Rilke afirma que os poemas enviados por Kappus não têm existência própria,
independência,... e explica-o através do interesse desenfreado que o jovem parece
demonstrar em ser aceite e reconhecido com prontidão o seu talento. A renúncia ao
reconhecimento exterior, numa palavra, a solidão, é tida por Rilke como a única forma
do homem eventualmente encontrar ou não o poeta que habita dentro de si. A
auto-interpelação necessita do cenário ideal - a hora mais silenciosa da noite - ,
liberta de influências externas; o Eu encontra-se consigo mesmo, questiona-se
na busca da verdade que determinará o seu modo de vida doravante e, chegando à outra
margem desse imenso e agitado rio, a inadiável decisão terá de ser tomada. Acreditando
que a sua vida nada significaria sem a escrita, então, diz Rilke, o homem tem que
construir a vida segundo esse ímpeto, ela tem que se converter em testemunho dessa
necessidade e é pertinente aqui assinalar essa relação entre vida e poesia que perpassa
ao longo de toda a carta.
A
aproximação à natureza é tida como passo fundamental para esse percurso e é
aconselhada uma abordagem quase adâmica do que rodeia o homem na medida em que, a melhor
forma de apreender pelo menos parte do que nos rodeia (até porque nem tudo se pode
apreender ou dizer, como nos querem fazer acreditar.) É essa espécie de regresso a
um estado puro.
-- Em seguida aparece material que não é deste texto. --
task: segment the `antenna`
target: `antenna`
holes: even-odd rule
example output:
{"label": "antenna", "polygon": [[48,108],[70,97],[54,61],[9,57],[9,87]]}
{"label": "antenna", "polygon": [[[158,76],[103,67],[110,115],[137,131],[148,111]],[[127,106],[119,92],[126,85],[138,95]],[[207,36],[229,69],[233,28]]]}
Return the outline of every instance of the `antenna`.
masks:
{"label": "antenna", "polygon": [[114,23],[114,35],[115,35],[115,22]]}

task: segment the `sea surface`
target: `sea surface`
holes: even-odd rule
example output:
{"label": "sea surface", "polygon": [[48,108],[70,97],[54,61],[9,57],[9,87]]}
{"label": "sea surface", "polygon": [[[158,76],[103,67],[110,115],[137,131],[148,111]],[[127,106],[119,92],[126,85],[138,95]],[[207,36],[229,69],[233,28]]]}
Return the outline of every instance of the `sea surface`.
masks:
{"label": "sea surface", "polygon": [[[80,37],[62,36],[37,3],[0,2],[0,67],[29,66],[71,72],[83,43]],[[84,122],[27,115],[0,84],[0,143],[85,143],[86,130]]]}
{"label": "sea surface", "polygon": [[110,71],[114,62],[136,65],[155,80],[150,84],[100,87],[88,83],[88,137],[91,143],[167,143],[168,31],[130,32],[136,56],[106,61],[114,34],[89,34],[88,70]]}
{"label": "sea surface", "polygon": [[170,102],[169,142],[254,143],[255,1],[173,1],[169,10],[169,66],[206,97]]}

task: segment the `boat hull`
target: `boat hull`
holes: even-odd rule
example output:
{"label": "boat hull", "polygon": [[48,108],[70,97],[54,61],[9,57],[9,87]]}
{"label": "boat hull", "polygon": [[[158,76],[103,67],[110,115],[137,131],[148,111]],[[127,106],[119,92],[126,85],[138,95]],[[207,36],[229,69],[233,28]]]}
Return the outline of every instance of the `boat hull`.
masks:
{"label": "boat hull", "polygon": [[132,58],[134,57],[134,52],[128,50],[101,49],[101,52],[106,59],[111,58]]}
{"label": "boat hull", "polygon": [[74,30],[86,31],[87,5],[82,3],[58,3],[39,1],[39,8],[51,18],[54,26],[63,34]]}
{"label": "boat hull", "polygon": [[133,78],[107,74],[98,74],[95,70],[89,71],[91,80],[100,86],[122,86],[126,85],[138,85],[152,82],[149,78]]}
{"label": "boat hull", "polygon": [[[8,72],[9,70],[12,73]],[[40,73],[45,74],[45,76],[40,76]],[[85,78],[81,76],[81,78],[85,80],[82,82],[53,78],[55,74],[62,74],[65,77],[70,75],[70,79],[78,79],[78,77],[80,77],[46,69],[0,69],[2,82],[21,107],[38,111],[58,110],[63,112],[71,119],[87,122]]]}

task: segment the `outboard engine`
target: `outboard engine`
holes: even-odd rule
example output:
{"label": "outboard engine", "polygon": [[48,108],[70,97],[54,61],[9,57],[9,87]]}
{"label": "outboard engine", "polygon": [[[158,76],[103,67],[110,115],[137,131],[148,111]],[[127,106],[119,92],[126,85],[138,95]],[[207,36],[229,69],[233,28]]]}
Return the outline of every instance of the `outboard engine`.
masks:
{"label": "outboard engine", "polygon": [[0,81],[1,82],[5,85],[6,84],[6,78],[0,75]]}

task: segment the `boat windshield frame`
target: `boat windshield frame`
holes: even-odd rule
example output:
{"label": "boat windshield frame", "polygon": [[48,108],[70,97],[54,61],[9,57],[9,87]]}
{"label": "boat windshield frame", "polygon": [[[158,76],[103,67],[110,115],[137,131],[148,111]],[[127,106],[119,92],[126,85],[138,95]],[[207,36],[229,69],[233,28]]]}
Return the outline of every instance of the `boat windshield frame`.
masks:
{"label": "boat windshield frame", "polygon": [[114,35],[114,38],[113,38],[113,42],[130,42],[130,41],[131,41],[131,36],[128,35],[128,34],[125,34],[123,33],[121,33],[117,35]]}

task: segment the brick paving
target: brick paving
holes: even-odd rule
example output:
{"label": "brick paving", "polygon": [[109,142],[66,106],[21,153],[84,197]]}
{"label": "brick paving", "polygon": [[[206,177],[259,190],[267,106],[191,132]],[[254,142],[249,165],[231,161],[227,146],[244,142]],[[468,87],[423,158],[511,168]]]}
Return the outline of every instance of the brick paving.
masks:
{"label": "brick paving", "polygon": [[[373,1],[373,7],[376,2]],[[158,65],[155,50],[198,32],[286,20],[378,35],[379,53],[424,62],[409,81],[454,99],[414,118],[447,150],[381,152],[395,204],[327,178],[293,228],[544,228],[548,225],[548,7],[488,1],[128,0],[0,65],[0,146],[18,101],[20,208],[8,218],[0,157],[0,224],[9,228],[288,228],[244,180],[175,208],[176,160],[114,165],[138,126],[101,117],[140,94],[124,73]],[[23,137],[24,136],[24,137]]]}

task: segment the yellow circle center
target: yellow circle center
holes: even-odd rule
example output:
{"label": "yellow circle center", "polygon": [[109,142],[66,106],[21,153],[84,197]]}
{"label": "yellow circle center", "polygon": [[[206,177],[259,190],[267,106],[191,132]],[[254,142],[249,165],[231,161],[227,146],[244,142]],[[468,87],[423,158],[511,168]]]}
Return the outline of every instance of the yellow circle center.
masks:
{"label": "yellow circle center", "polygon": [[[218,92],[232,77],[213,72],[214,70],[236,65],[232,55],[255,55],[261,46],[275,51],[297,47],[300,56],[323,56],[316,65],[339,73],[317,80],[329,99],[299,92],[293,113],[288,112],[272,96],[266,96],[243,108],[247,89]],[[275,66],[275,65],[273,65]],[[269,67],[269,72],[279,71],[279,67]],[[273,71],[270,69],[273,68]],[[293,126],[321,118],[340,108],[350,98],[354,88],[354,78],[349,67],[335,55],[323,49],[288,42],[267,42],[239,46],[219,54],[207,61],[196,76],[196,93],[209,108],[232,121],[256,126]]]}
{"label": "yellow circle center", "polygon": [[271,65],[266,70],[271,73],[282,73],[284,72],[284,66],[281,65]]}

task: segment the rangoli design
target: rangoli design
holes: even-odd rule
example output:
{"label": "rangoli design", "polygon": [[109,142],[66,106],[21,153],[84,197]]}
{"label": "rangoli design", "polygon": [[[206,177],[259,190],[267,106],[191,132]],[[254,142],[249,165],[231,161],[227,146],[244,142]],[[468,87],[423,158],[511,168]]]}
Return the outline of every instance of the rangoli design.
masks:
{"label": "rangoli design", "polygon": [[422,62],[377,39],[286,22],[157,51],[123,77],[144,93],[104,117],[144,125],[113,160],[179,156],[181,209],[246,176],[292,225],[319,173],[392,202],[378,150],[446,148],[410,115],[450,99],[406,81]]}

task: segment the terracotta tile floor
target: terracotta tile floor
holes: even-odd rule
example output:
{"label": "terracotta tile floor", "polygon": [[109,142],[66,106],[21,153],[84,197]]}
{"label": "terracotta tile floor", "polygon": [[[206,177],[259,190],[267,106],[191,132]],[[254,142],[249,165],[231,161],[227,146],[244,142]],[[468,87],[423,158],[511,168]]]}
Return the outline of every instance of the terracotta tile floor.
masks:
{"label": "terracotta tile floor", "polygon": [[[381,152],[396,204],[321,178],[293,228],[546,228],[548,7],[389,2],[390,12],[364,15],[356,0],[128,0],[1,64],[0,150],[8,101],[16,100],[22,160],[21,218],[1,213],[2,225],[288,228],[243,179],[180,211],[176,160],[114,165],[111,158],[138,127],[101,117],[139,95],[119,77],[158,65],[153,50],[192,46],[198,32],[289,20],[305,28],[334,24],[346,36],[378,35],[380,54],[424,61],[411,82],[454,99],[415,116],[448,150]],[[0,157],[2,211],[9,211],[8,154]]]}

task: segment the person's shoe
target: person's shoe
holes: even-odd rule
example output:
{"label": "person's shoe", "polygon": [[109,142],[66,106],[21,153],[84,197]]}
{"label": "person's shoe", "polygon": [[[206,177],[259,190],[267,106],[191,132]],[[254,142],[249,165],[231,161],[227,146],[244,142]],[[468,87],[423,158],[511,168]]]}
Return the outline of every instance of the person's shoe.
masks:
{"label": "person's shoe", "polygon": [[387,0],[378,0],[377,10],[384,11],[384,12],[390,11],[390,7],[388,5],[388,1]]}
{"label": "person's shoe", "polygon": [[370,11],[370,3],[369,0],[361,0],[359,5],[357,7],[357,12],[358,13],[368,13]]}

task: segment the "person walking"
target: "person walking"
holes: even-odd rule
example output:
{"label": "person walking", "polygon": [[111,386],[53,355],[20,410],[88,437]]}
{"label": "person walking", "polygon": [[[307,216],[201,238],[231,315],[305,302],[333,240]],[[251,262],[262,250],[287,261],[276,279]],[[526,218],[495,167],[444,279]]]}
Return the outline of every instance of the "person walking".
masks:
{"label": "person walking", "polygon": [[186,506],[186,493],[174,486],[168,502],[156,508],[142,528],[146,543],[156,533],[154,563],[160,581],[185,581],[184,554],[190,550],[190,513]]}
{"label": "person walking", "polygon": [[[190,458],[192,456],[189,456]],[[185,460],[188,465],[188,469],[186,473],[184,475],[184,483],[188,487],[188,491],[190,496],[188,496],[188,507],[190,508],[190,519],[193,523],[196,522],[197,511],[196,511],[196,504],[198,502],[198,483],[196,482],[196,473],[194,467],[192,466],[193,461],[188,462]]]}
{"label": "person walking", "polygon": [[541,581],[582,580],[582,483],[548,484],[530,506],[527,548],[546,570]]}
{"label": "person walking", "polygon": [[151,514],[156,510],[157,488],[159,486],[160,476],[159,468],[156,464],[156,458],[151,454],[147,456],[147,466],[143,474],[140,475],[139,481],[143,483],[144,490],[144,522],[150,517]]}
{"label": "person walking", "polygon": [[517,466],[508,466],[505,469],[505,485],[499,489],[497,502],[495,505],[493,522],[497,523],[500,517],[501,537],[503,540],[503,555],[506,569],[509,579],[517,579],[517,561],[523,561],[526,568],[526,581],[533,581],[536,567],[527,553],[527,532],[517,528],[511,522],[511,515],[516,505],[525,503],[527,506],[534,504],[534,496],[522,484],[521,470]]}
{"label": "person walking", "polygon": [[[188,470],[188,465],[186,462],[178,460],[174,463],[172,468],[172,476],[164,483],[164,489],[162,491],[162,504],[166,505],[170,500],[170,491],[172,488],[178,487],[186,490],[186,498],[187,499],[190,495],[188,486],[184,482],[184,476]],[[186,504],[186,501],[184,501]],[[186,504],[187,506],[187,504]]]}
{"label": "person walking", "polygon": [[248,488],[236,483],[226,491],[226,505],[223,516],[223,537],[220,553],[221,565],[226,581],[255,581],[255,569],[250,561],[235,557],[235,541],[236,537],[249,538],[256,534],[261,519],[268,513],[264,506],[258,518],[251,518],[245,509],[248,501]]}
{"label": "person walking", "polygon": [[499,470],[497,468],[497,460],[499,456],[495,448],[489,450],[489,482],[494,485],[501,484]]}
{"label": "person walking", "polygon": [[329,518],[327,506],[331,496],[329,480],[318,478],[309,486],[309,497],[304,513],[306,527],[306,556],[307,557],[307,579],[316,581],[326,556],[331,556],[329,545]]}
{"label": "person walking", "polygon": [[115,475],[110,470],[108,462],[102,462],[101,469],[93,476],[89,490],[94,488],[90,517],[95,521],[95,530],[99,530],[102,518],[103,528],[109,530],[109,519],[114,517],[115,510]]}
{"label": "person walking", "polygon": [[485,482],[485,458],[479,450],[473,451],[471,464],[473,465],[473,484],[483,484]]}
A natureza, em permanente transformação, é o espaço de contemplação
privilegiado pois nela nada existe de banal e repetitivo. Na verdade, a escrita de poemas
de amor é condenada por ser um tema corrente, sujeito a uma vastíssima tradição que
ante a novidade aponta o defeito, simplesmente porque esse passado implica por parte do
poeta o seu domínio, caso contrário a dificuldade do tema é intransponível.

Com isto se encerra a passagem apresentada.